Since the point of this course is to be able to design algorithms and then implement them, we're going to take your written answer for #3 and develop an implementation for it.  The book provides both Stack and Queue code, which you're welcome to download and use for this exercise by clicking the appropriate links in this sentence.  Before we implement #2, though, we're going to extend each class's functionality so that they're growable, and aren't limited to an initial number of items.

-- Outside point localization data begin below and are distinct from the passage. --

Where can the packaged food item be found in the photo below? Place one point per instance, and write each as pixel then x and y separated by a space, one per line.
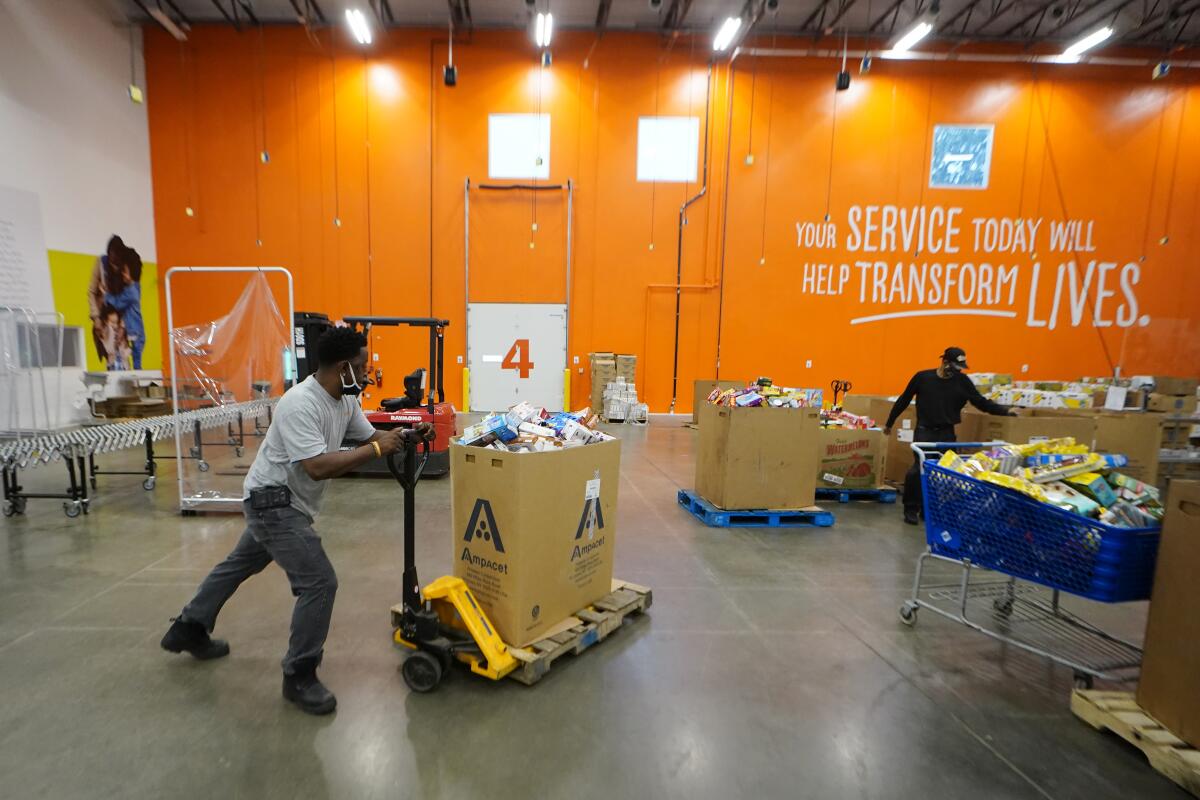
pixel 1067 497
pixel 1095 486
pixel 528 428
pixel 1014 482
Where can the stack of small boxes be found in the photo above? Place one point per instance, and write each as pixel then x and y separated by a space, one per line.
pixel 528 428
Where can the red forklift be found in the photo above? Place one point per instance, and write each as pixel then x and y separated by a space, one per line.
pixel 418 403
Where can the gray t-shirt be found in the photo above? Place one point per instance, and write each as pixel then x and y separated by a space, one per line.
pixel 307 422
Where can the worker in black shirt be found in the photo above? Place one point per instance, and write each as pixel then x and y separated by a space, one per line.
pixel 941 394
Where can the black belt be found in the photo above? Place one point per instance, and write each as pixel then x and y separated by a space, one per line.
pixel 270 497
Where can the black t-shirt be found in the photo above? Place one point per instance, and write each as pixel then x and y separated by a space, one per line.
pixel 940 401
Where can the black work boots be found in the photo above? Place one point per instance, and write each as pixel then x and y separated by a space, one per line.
pixel 304 689
pixel 193 638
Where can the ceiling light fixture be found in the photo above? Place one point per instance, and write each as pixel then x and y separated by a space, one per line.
pixel 917 32
pixel 544 28
pixel 358 23
pixel 1071 55
pixel 725 35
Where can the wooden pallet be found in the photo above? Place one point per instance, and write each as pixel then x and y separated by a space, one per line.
pixel 593 625
pixel 881 494
pixel 1120 713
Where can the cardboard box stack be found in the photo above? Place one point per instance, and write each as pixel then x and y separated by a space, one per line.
pixel 527 428
pixel 1169 686
pixel 606 367
pixel 534 527
pixel 621 403
pixel 757 457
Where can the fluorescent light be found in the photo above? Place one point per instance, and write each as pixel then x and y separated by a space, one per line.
pixel 543 29
pixel 917 32
pixel 729 30
pixel 1072 53
pixel 358 23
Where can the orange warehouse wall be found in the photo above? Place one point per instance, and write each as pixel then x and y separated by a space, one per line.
pixel 363 199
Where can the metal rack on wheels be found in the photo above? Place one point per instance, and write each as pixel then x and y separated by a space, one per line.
pixel 1032 553
pixel 79 447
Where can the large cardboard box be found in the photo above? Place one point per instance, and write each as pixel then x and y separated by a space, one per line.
pixel 851 459
pixel 534 533
pixel 757 457
pixel 1170 385
pixel 1134 434
pixel 1181 405
pixel 702 389
pixel 1043 423
pixel 1169 687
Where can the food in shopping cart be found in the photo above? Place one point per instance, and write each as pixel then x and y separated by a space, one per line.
pixel 528 428
pixel 1017 483
pixel 1067 497
pixel 1063 474
pixel 768 395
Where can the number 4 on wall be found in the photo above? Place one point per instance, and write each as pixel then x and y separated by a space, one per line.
pixel 519 359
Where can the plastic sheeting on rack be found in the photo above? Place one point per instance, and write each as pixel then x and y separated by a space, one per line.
pixel 235 358
pixel 108 438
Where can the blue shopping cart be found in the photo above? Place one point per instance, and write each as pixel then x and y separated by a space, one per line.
pixel 1029 554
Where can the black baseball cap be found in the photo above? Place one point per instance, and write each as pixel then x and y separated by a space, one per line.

1. (2 points) Make the Stack class auto-expandable.  First, change the constructor that it takes no parameters and assumes an initial length of 5 items, and remove the isFull method.  Change the book's insert method so that instead of causing problems when the stack fills up, the method first checks to make sure the stack isn't full, and if it is full, creates a new array twice the size of the old stackArray and copies the items over.  Finally, update the stackArray reference to the new array.
2. (3 points) Make the Queue class auto-expandable using a similar strategy as you did in part 1.  Be careful that you maintain the order of the circular queue, although you can rearrange the location of the front and rear if you want to.
3. (4 points) Create a class called StackSort.  This class will have exactly one method - sort() - which takes one parameter, a Queue, and sorts it according to your algorithm in 3(a) from the written portion of the homework.  You will create the two stacks and manipulate them, along with the supplied Queue, within this class.  The method doesn't need to return anything, since it's manipulating the original Queue by reference.
4. (1 point) Write a class called StackApp, which asks the user, line by line, for a new number, and inserts the results into a Queue.  Keep on asking the user for numbers until the user enters a blank line to terminate input.  Then, have StackApp call the sort method in StackSort on the Queue, and finally print out the results of the Queue by repeatedly dequeueing it.

Notes:

• When implementing parts 1, 2, and 3, name the methods exactly as I suggested.  The TAs may use their own tester code instead of your StackApp.
• Again, you may find it helpful to test each piece of code individually - especially when making the Queue auto-expandable.  You can edit and work with the main() methods in each of those classes, and can run the appropriate main method by just typing in (for example) "java Queue" instead of "java QueueApp".
• You'll note I deliberately left you some more flexibility as to how to implement this.  The tricky part in this assignment is thinking about the problem, more so than implementing, unlike HW#1.  If necessary, "think" about the problem on paper first before trying to code it!